This article in The Guardian highlights how funding from the food industry can get in the way of sound science, especially as Big Food attempts to stave off regulation and any negative health connotations associated with specific ingredients by funding scientists and other health experts.
- “Next year, the government’s scientific advisory committee on nutrition (SACN) will report on carbohydrates, including sugar, in people’s diet. Its members, some of whom receive funding from industry, are thought to be sceptical that the sugar is a cause of obesity.The chairman of the SACN working group on carbohydrates, Professor Ian Macdonald, from Nottingham University, has been on the Mars and Coca-Cola European advisory boards, although he has stepped down from both for the duration of the inquiry.
The professor is the academic lead for his university’s “strategic relationship” with Unilever, which owns ice-cream brands as well as margarine and weight-loss products.”

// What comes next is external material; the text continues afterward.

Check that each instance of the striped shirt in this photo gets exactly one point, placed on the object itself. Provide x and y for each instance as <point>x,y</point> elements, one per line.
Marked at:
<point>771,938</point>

- “Simon Capewell, professor of clinical epidemiology at Liverpool University, argues there is evidence that taxes on foods with high fat, sugar and fat content will work. But, he says, “industry is doing all it can to stop that happening, including funding scientists. The tactics of the Big Food and Big Soda multinationals are thus very similar to those employed by Big Tobacco. Regulation and taxation both work. All we need now is a UK government which is genuinely committed to promoting the public’s health, rather than supporting their industry friends’ profits.”
This is precisely why the Corn Refiners, PepsiCo, Coca-Cola, General Mills, and other Academy partners are so keen not just on being present at the Academy conference, but also on hiring dietitians.